Les «grandes écoles», fleurons du réseau universitaire français, se voient attaquées de toutes parts en raison de la résistance qu'elles opposent aux efforts du gouvernement pour accroître la mixité sociale dans leurs classes.

La polémique dure depuis que les dirigeants de la Conférence des grandes écoles (CGE) ont fait connaître leur opposition à l'idée d'introduire des quotas pour les obliger à recevoir plus d'étudiants boursiers, soutenus par l'État en raison de leurs revenus familiaux modestes.

L'organisation est plus précisément prise à partie pour avoir souligné que de tels quotas amèneraient «inévitablement une baisse du niveau moyen».

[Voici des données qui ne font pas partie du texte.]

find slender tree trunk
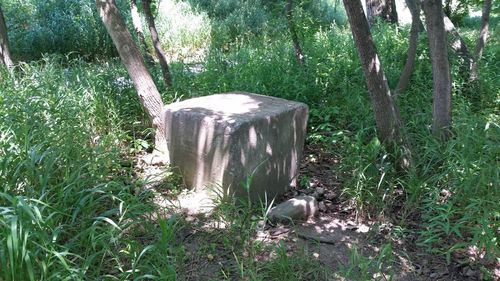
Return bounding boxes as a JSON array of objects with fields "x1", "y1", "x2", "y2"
[
  {"x1": 130, "y1": 0, "x2": 148, "y2": 52},
  {"x1": 394, "y1": 1, "x2": 422, "y2": 96},
  {"x1": 365, "y1": 0, "x2": 398, "y2": 27},
  {"x1": 405, "y1": 0, "x2": 425, "y2": 32},
  {"x1": 142, "y1": 0, "x2": 172, "y2": 87},
  {"x1": 0, "y1": 6, "x2": 14, "y2": 70},
  {"x1": 285, "y1": 0, "x2": 305, "y2": 64},
  {"x1": 423, "y1": 0, "x2": 451, "y2": 140},
  {"x1": 343, "y1": 0, "x2": 401, "y2": 143},
  {"x1": 443, "y1": 15, "x2": 473, "y2": 77},
  {"x1": 469, "y1": 0, "x2": 491, "y2": 81},
  {"x1": 96, "y1": 0, "x2": 168, "y2": 155},
  {"x1": 387, "y1": 0, "x2": 398, "y2": 24}
]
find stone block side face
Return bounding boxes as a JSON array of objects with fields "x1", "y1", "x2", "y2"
[
  {"x1": 165, "y1": 93, "x2": 308, "y2": 200},
  {"x1": 223, "y1": 105, "x2": 308, "y2": 200},
  {"x1": 165, "y1": 109, "x2": 231, "y2": 190}
]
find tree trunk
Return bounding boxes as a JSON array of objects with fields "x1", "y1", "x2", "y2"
[
  {"x1": 443, "y1": 14, "x2": 472, "y2": 77},
  {"x1": 344, "y1": 0, "x2": 401, "y2": 143},
  {"x1": 0, "y1": 6, "x2": 14, "y2": 70},
  {"x1": 130, "y1": 0, "x2": 148, "y2": 53},
  {"x1": 387, "y1": 0, "x2": 398, "y2": 24},
  {"x1": 405, "y1": 0, "x2": 425, "y2": 32},
  {"x1": 394, "y1": 0, "x2": 422, "y2": 96},
  {"x1": 142, "y1": 0, "x2": 172, "y2": 87},
  {"x1": 469, "y1": 0, "x2": 491, "y2": 81},
  {"x1": 96, "y1": 0, "x2": 168, "y2": 155},
  {"x1": 285, "y1": 0, "x2": 305, "y2": 64},
  {"x1": 423, "y1": 0, "x2": 451, "y2": 140},
  {"x1": 365, "y1": 0, "x2": 398, "y2": 27}
]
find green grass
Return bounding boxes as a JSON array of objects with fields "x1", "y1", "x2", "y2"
[{"x1": 0, "y1": 0, "x2": 500, "y2": 281}]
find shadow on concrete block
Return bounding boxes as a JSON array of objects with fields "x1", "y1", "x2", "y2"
[{"x1": 164, "y1": 92, "x2": 308, "y2": 199}]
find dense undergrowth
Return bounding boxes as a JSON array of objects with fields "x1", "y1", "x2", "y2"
[{"x1": 0, "y1": 0, "x2": 500, "y2": 280}]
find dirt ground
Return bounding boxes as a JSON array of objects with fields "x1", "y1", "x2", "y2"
[{"x1": 138, "y1": 145, "x2": 500, "y2": 281}]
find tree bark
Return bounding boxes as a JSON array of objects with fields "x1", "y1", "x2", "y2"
[
  {"x1": 365, "y1": 0, "x2": 398, "y2": 27},
  {"x1": 0, "y1": 6, "x2": 14, "y2": 70},
  {"x1": 387, "y1": 0, "x2": 398, "y2": 24},
  {"x1": 423, "y1": 0, "x2": 451, "y2": 140},
  {"x1": 285, "y1": 0, "x2": 305, "y2": 65},
  {"x1": 96, "y1": 0, "x2": 168, "y2": 155},
  {"x1": 343, "y1": 0, "x2": 402, "y2": 143},
  {"x1": 130, "y1": 0, "x2": 148, "y2": 52},
  {"x1": 469, "y1": 0, "x2": 491, "y2": 81},
  {"x1": 142, "y1": 0, "x2": 172, "y2": 87},
  {"x1": 405, "y1": 0, "x2": 425, "y2": 32},
  {"x1": 394, "y1": 0, "x2": 422, "y2": 97},
  {"x1": 443, "y1": 14, "x2": 473, "y2": 77}
]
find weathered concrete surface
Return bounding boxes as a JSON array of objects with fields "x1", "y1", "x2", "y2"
[{"x1": 164, "y1": 92, "x2": 308, "y2": 199}]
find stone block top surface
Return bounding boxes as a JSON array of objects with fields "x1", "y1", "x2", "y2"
[{"x1": 165, "y1": 92, "x2": 307, "y2": 128}]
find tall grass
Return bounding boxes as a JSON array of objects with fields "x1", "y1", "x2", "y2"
[
  {"x1": 0, "y1": 57, "x2": 180, "y2": 280},
  {"x1": 0, "y1": 0, "x2": 500, "y2": 280},
  {"x1": 173, "y1": 18, "x2": 500, "y2": 257}
]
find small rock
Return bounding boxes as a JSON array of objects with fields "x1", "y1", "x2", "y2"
[
  {"x1": 325, "y1": 192, "x2": 335, "y2": 200},
  {"x1": 268, "y1": 196, "x2": 319, "y2": 223},
  {"x1": 465, "y1": 268, "x2": 476, "y2": 277},
  {"x1": 318, "y1": 202, "x2": 326, "y2": 212}
]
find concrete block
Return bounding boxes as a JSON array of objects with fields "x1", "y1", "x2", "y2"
[{"x1": 164, "y1": 92, "x2": 308, "y2": 199}]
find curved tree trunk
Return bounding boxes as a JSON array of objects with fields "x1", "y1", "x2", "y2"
[
  {"x1": 0, "y1": 6, "x2": 14, "y2": 70},
  {"x1": 344, "y1": 0, "x2": 402, "y2": 142},
  {"x1": 423, "y1": 0, "x2": 451, "y2": 140},
  {"x1": 96, "y1": 0, "x2": 168, "y2": 155},
  {"x1": 285, "y1": 0, "x2": 305, "y2": 64},
  {"x1": 142, "y1": 0, "x2": 172, "y2": 87},
  {"x1": 469, "y1": 0, "x2": 491, "y2": 81},
  {"x1": 394, "y1": 0, "x2": 422, "y2": 97}
]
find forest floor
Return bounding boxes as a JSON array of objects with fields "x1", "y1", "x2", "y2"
[{"x1": 137, "y1": 144, "x2": 500, "y2": 281}]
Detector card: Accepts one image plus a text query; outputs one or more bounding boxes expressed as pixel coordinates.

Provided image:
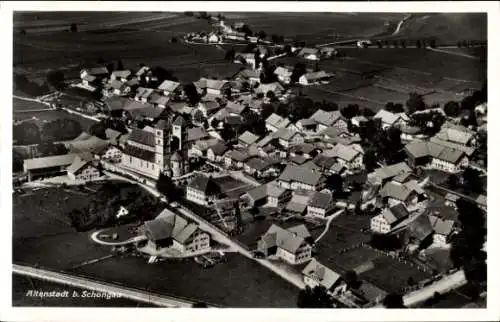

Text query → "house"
[319,47,338,58]
[373,109,409,130]
[309,109,347,131]
[297,48,320,60]
[234,53,257,70]
[224,150,250,169]
[295,119,318,134]
[150,93,170,108]
[429,215,455,245]
[266,113,290,132]
[80,67,109,81]
[139,209,210,254]
[444,192,460,208]
[274,66,292,84]
[404,141,469,173]
[351,115,368,127]
[94,145,122,162]
[476,195,488,211]
[158,80,182,97]
[379,180,428,211]
[273,128,304,148]
[368,162,412,185]
[134,87,155,103]
[277,165,323,190]
[257,224,312,265]
[186,174,221,206]
[403,213,434,248]
[238,131,259,147]
[255,82,285,97]
[66,156,101,182]
[370,203,410,234]
[284,190,314,216]
[110,70,132,83]
[323,143,363,169]
[207,142,229,162]
[299,70,333,85]
[307,192,335,218]
[302,258,347,295]
[234,68,260,86]
[435,125,475,146]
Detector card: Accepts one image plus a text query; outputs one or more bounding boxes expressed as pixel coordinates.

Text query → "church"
[121,115,189,180]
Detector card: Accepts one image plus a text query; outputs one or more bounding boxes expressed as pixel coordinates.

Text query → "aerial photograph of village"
[11,7,488,309]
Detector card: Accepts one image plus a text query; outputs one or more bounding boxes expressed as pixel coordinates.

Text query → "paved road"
[12,264,213,308]
[374,270,467,308]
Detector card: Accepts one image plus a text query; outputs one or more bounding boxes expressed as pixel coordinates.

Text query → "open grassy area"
[12,274,156,307]
[75,254,298,308]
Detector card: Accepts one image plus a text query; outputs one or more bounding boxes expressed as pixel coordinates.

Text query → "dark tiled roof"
[128,129,155,146]
[123,145,155,162]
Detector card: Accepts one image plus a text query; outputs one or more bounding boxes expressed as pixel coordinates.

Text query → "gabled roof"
[209,142,229,155]
[238,131,259,145]
[301,70,332,82]
[255,82,285,94]
[324,143,361,162]
[309,110,342,126]
[309,192,333,209]
[111,69,132,78]
[370,162,412,180]
[406,213,433,242]
[405,141,465,164]
[302,258,342,290]
[158,80,181,92]
[429,215,455,236]
[279,165,321,186]
[261,224,305,254]
[373,109,406,125]
[128,129,155,147]
[274,66,292,77]
[144,209,198,243]
[382,203,410,224]
[266,113,290,129]
[67,156,94,174]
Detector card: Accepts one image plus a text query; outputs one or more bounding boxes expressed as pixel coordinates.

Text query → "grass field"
[75,254,298,308]
[12,98,50,112]
[12,274,156,307]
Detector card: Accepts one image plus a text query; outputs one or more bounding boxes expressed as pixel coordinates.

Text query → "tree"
[363,149,378,172]
[344,270,361,289]
[224,48,236,62]
[47,70,65,90]
[340,104,359,120]
[297,286,333,308]
[406,93,426,114]
[443,101,460,117]
[462,168,484,193]
[326,173,344,194]
[89,122,108,140]
[382,293,405,309]
[385,102,404,113]
[290,63,307,84]
[184,83,200,106]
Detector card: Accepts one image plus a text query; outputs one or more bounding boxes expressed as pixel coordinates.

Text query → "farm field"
[12,97,50,112]
[74,253,298,308]
[12,274,156,307]
[13,110,96,131]
[223,12,404,44]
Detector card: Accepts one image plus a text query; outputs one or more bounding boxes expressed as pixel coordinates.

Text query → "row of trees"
[68,183,163,231]
[13,119,82,145]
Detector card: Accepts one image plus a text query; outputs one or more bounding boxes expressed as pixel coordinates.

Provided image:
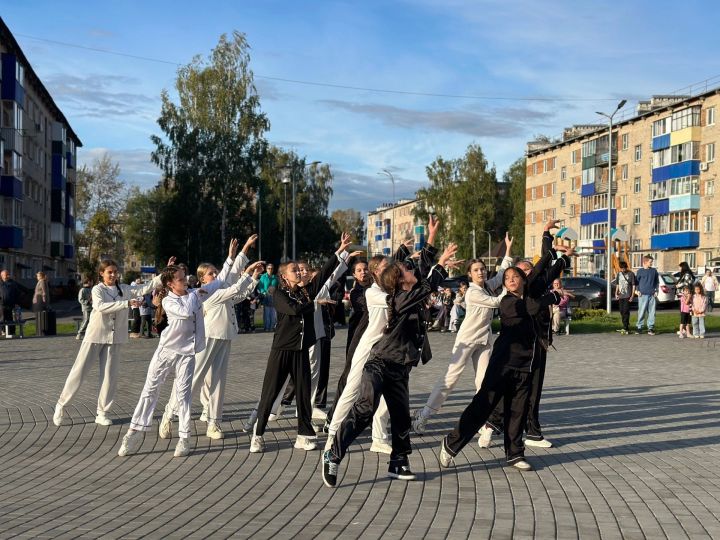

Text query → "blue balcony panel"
[580,182,595,197]
[650,231,700,249]
[0,225,23,249]
[653,133,670,152]
[652,159,700,182]
[650,199,670,216]
[0,175,23,201]
[580,209,617,227]
[670,195,700,212]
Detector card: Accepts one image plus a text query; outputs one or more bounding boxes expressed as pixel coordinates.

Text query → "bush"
[571,308,614,322]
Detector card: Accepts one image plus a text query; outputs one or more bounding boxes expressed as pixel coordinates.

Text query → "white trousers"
[325,355,390,450]
[422,339,492,418]
[58,341,120,414]
[165,338,232,422]
[130,347,195,438]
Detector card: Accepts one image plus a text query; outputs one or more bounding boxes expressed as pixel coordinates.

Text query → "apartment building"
[0,19,81,284]
[525,88,720,273]
[367,199,427,257]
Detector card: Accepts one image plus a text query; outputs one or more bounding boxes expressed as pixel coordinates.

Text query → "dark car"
[562,276,607,309]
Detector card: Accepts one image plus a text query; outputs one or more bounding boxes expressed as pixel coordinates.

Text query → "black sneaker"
[388,462,415,480]
[323,450,339,487]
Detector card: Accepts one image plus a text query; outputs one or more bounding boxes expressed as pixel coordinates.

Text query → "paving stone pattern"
[0,330,720,539]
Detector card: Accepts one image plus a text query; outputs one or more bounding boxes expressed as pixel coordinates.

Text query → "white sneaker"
[95,413,112,426]
[295,435,317,450]
[511,459,532,472]
[438,439,453,469]
[478,426,493,448]
[118,431,142,457]
[158,411,172,439]
[205,422,225,440]
[175,437,190,457]
[243,409,257,434]
[370,439,392,454]
[525,439,552,448]
[53,403,65,427]
[250,435,265,454]
[412,409,428,435]
[312,407,327,422]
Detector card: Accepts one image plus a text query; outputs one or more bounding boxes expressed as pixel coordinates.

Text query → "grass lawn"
[486,311,720,334]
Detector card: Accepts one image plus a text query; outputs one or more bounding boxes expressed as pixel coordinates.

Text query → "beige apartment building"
[525,89,720,274]
[0,15,81,285]
[366,199,427,257]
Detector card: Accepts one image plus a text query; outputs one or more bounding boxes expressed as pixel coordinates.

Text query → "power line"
[16,34,616,102]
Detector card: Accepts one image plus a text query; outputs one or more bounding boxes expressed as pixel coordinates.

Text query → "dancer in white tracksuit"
[325,217,439,454]
[53,258,166,426]
[159,234,261,439]
[413,234,512,435]
[118,266,258,457]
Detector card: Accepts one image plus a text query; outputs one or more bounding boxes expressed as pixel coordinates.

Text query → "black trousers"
[618,298,630,331]
[332,358,412,463]
[487,349,547,441]
[445,362,531,464]
[255,349,315,437]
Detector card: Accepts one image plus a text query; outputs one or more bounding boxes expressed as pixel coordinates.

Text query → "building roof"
[0,17,82,146]
[525,87,720,157]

Le ministre de l'Éducation nationale, Luc Chatel, a vivement réagi en relevant qu'il était «profondément choquant» de voir la CGE associer ainsi l'ouverture sociale et la détérioration des exigences scolaires.

Yazid Sebag, le commissaire à la Diversité et à l'Égalité des chances, qui a fait de la réforme de la politique de sélection des grandes écoles un de ses chevaux de bataille, a dénoncé ce qu'il considère comme une position «scandaleuse».

«Réactionnaire»

Dans une lettre ouverte au quotidien Le Monde, l'industriel François Pinault y est allé cette semaine à son tour d'une sortie virulente en qualifiant la CGE d'organisation «réactionnaire». Il s'est dit estomaqué par le fait que ses dirigeants n'entendent pas «le grondement qui vient des fondements de la société».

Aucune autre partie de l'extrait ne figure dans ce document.